Following Italian oil service firm Saipem's shock profit warning the previous session, which had a ripple effect across the European equity markets, Royal Dutch Shell alone took around 8 points off the UK blue chip index on Thursday after the oil major's fourth quarter profit came in nearly $400 million short of expectations
AstraZeneca fell 5.6 percent in heavy volume having traded 180 percent of its 90-day daily average by 1206 GMT, after the drugmaker warned the coming year will be tough.
Antofagasta toiled too, shedding 0.6 percent and extending falls in the previous session when doubts were raised over its earning outlook.
Sentiment was also hurt ahead of non-farm payroll data due out on Friday by concerns about the U.S. economy a key market for Britain's heavyweight exporters -- after data showed an unexpected contraction in fourth quarter gross domestic product and the U.S. Federal Reserve acknowledged that economic activity had stalled.
"I think there's a general perception that equities were overdue a pull back after the recent run, and with U.S. GDP coming in with such a disappointing measure, it was going to take big beats on earnings for the FTSE to push higher this morning," Matt Basi, head sales trader at CMC Markets, said.
Recent results have put a dampener on the optimism among investors, which had helped push the markets up towards four-and-a-half year highs.
While 70 percent of European companies have so far beaten or met earnings estimates in the current reporting season, top analysts still expect fourth-quarter growth to fall 8.8 percent year-on-year.
Analysts also forecast a 1.7 percent contraction in fourth-quarter earnings in the U.S.
"It will be interesting to see how Mastercard and others come in later.
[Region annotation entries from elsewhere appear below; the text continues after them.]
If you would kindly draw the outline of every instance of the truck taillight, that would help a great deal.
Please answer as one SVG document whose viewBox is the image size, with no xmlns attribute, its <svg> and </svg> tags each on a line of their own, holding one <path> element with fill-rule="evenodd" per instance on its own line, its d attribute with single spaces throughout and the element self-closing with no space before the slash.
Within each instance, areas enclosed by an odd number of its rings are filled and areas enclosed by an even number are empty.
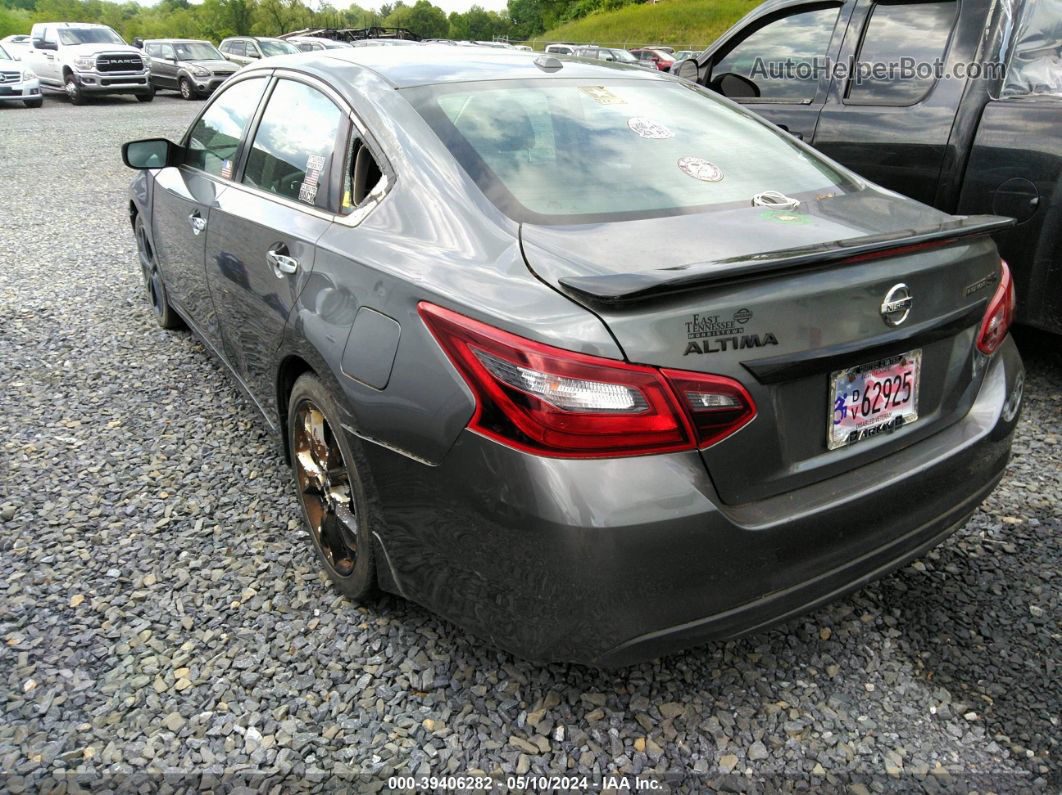
<svg viewBox="0 0 1062 795">
<path fill-rule="evenodd" d="M 994 353 L 1007 336 L 1007 330 L 1014 322 L 1014 280 L 1010 266 L 999 260 L 999 284 L 996 287 L 989 308 L 984 311 L 980 330 L 977 332 L 977 349 L 986 356 Z"/>
<path fill-rule="evenodd" d="M 519 450 L 556 457 L 692 450 L 755 416 L 731 379 L 554 348 L 432 304 L 418 310 L 476 396 L 468 427 Z"/>
</svg>

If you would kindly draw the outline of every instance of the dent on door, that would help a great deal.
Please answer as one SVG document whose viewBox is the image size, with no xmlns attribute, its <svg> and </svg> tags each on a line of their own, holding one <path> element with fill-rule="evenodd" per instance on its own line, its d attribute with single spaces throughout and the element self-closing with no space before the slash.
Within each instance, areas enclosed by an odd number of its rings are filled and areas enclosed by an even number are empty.
<svg viewBox="0 0 1062 795">
<path fill-rule="evenodd" d="M 221 330 L 203 273 L 203 255 L 211 208 L 219 186 L 199 172 L 162 169 L 155 176 L 153 238 L 155 255 L 170 295 L 207 341 L 219 346 Z"/>
</svg>

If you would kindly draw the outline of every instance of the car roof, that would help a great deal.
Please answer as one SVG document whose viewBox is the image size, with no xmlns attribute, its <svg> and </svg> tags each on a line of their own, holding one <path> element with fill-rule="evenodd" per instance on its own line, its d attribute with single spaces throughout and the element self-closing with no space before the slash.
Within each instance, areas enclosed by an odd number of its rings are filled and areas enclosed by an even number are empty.
<svg viewBox="0 0 1062 795">
<path fill-rule="evenodd" d="M 632 79 L 668 80 L 645 69 L 622 67 L 605 62 L 581 61 L 565 56 L 548 56 L 561 63 L 558 70 L 546 71 L 535 65 L 542 53 L 480 47 L 458 49 L 445 45 L 422 47 L 353 48 L 326 50 L 302 57 L 319 58 L 318 66 L 328 71 L 328 61 L 342 61 L 371 69 L 396 88 L 433 85 L 436 83 L 468 83 L 485 80 L 532 80 L 538 77 L 575 77 L 580 80 Z M 286 56 L 297 58 L 299 56 Z M 271 58 L 279 65 L 280 58 Z"/>
</svg>

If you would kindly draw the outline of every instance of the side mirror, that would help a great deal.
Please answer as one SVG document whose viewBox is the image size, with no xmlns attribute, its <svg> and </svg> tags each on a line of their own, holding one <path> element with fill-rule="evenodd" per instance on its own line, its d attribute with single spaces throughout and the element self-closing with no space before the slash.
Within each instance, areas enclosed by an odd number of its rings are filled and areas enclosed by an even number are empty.
<svg viewBox="0 0 1062 795">
<path fill-rule="evenodd" d="M 691 83 L 697 83 L 697 79 L 700 76 L 700 70 L 697 68 L 697 58 L 686 58 L 685 61 L 680 61 L 671 67 L 671 71 L 683 80 L 688 80 Z"/>
<path fill-rule="evenodd" d="M 167 138 L 144 138 L 122 144 L 122 162 L 131 169 L 165 169 L 177 165 L 181 146 Z"/>
<path fill-rule="evenodd" d="M 717 77 L 713 77 L 708 88 L 731 99 L 755 99 L 759 97 L 759 86 L 748 77 L 742 77 L 734 72 L 723 72 Z"/>
</svg>

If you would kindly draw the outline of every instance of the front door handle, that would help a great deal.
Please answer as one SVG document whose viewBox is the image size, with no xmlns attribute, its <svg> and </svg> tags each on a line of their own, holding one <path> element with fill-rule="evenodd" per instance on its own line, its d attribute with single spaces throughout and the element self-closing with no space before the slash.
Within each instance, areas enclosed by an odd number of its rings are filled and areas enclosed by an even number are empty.
<svg viewBox="0 0 1062 795">
<path fill-rule="evenodd" d="M 206 219 L 199 214 L 199 210 L 192 210 L 188 223 L 192 225 L 192 235 L 199 235 L 206 228 Z"/>
<path fill-rule="evenodd" d="M 277 278 L 285 274 L 293 274 L 298 270 L 298 260 L 288 256 L 288 246 L 278 245 L 266 252 L 266 261 L 273 266 Z"/>
</svg>

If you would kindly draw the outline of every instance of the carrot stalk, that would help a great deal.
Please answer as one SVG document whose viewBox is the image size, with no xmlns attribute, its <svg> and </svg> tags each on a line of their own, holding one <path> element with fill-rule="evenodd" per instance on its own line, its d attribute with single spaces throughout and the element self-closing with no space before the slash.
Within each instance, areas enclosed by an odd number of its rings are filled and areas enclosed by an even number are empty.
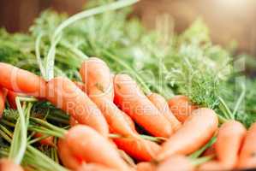
<svg viewBox="0 0 256 171">
<path fill-rule="evenodd" d="M 188 155 L 205 144 L 217 129 L 217 116 L 209 109 L 194 110 L 183 126 L 165 143 L 158 154 L 162 161 L 172 155 Z"/>
<path fill-rule="evenodd" d="M 239 156 L 238 168 L 242 169 L 256 168 L 256 123 L 247 133 Z"/>
<path fill-rule="evenodd" d="M 108 125 L 100 110 L 74 83 L 67 78 L 57 77 L 48 82 L 46 89 L 46 98 L 51 103 L 70 114 L 79 123 L 108 136 Z"/>
<path fill-rule="evenodd" d="M 0 86 L 15 92 L 45 97 L 45 81 L 39 76 L 12 65 L 0 62 Z"/>
<path fill-rule="evenodd" d="M 158 108 L 165 118 L 171 123 L 173 130 L 177 131 L 182 126 L 181 122 L 170 110 L 167 102 L 164 97 L 158 93 L 152 93 L 148 96 L 148 99 Z"/>
<path fill-rule="evenodd" d="M 68 130 L 65 139 L 68 148 L 76 157 L 111 168 L 129 169 L 113 144 L 89 127 L 74 126 Z"/>
<path fill-rule="evenodd" d="M 171 135 L 171 124 L 128 75 L 116 75 L 114 88 L 116 103 L 148 133 L 157 137 L 168 138 Z"/>
</svg>

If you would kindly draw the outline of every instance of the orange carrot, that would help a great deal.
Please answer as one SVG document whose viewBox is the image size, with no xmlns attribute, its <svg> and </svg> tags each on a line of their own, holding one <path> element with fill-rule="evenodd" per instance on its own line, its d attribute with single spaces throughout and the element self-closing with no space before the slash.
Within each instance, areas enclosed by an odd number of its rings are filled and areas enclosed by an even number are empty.
<svg viewBox="0 0 256 171">
<path fill-rule="evenodd" d="M 0 118 L 5 108 L 6 90 L 0 87 Z"/>
<path fill-rule="evenodd" d="M 113 168 L 110 168 L 101 164 L 89 163 L 83 164 L 75 171 L 117 171 Z"/>
<path fill-rule="evenodd" d="M 188 155 L 197 150 L 213 136 L 217 123 L 217 116 L 212 109 L 202 108 L 194 110 L 183 126 L 164 143 L 158 154 L 158 160 L 164 160 L 175 154 Z"/>
<path fill-rule="evenodd" d="M 46 98 L 51 103 L 70 114 L 79 123 L 108 136 L 108 125 L 100 110 L 74 83 L 67 78 L 57 77 L 48 82 L 46 89 Z"/>
<path fill-rule="evenodd" d="M 90 57 L 82 63 L 80 70 L 85 91 L 89 96 L 105 97 L 113 101 L 112 76 L 107 64 L 97 57 Z"/>
<path fill-rule="evenodd" d="M 69 125 L 70 125 L 71 127 L 74 127 L 74 126 L 75 126 L 75 125 L 77 125 L 77 124 L 78 124 L 77 121 L 76 121 L 72 115 L 70 115 L 70 118 L 69 118 Z"/>
<path fill-rule="evenodd" d="M 1 171 L 23 171 L 23 168 L 15 163 L 14 163 L 12 161 L 2 158 L 0 160 L 0 170 Z"/>
<path fill-rule="evenodd" d="M 224 166 L 223 166 L 217 161 L 210 161 L 201 164 L 198 169 L 199 171 L 224 171 L 224 170 L 230 170 L 227 169 Z"/>
<path fill-rule="evenodd" d="M 256 168 L 256 123 L 247 133 L 239 156 L 238 168 L 242 169 Z"/>
<path fill-rule="evenodd" d="M 57 152 L 63 164 L 69 169 L 76 169 L 80 167 L 84 161 L 75 157 L 71 153 L 66 139 L 59 139 L 57 142 Z"/>
<path fill-rule="evenodd" d="M 171 124 L 128 75 L 116 75 L 114 88 L 116 104 L 138 124 L 154 136 L 167 138 L 171 135 Z"/>
<path fill-rule="evenodd" d="M 136 166 L 137 171 L 155 171 L 156 165 L 152 162 L 139 162 Z"/>
<path fill-rule="evenodd" d="M 13 91 L 8 91 L 7 100 L 8 100 L 8 103 L 9 103 L 10 108 L 13 109 L 17 109 L 16 101 L 15 101 L 16 97 L 18 97 L 18 93 Z"/>
<path fill-rule="evenodd" d="M 170 110 L 169 105 L 164 97 L 158 93 L 152 93 L 148 96 L 148 98 L 171 123 L 173 130 L 175 132 L 177 131 L 182 124 Z"/>
<path fill-rule="evenodd" d="M 79 81 L 73 81 L 73 82 L 75 84 L 75 86 L 76 86 L 78 88 L 80 88 L 81 91 L 85 91 L 86 87 L 85 87 L 84 83 L 81 83 L 81 82 L 79 82 Z"/>
<path fill-rule="evenodd" d="M 129 169 L 113 144 L 89 127 L 74 126 L 68 130 L 65 138 L 72 153 L 87 162 L 119 170 Z"/>
<path fill-rule="evenodd" d="M 12 65 L 0 62 L 0 86 L 36 97 L 45 97 L 46 82 L 39 76 Z"/>
<path fill-rule="evenodd" d="M 119 149 L 137 161 L 149 162 L 160 150 L 160 145 L 149 140 L 144 140 L 144 143 L 132 139 L 114 139 L 113 140 Z"/>
<path fill-rule="evenodd" d="M 156 171 L 170 171 L 170 170 L 193 170 L 193 166 L 188 157 L 182 155 L 174 155 L 158 166 Z"/>
<path fill-rule="evenodd" d="M 193 105 L 186 96 L 175 96 L 168 101 L 170 111 L 181 121 L 184 122 L 197 106 Z"/>
<path fill-rule="evenodd" d="M 104 114 L 111 131 L 139 139 L 125 120 L 123 112 L 113 103 L 113 80 L 106 63 L 98 58 L 91 57 L 83 62 L 80 74 L 89 97 Z"/>
<path fill-rule="evenodd" d="M 44 134 L 42 134 L 40 133 L 36 133 L 34 134 L 35 138 L 40 138 L 42 136 L 44 136 Z M 52 136 L 43 139 L 42 140 L 40 140 L 40 144 L 43 144 L 43 145 L 55 146 L 55 144 L 53 143 L 53 137 Z"/>
<path fill-rule="evenodd" d="M 229 121 L 219 128 L 215 144 L 217 158 L 227 168 L 232 169 L 238 159 L 238 152 L 246 135 L 241 123 Z"/>
</svg>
U.S. earnings have been a huge part of the push higher since the turn of the year, so bulls will be looking for more big corporate numbers if we're going to carry on shrugging off the macro backdrop," CMC's Basi said.
DON'T BANK ON IT
There was more regulatory concerns shrouding the backdrop for the banks, with Royal Bank of Scotland slipping 2.5 percent after the UK's financial regulator opened the door to swaps compensation claims, which could cost UK banks millions.
The news came a day after Lloyds Banking Group combination of concerns over its role in an industry-wide probe into the alleged manipulation of Libor interest rates and broker downgrades.
Temporary power provider Aggreko also extended its falls over the last five trading days to more than 11 percent, with traders citing recent press speculation surrounding the potential for another warning on earnings when it reports in March as weighing on the stock.
"The price fall has made the price-to-earnings ratio (16.8 times) look cheap, but as short interest has risen 5 percent in the past week and there are 6.25 percent of free float shares on loan, it suggests a number of investors agree with the press speculation and that analysts should be sharpening their pencils for more cuts to estimates," a London-based trader said.
Investors greeted BSkyB's offer to show its popular sports channels online for a daily fee with enthusiasm, pushing the shares up 1.4 percent as the company seeks new customers to offset slowing growth at its core pay-TV service amid sluggish consumer spending.
Diageo was the top riser up 1.8 percent after the world's biggest spirits group ended talks to buy a stake in top-selling tequila brand Jose Cuervo.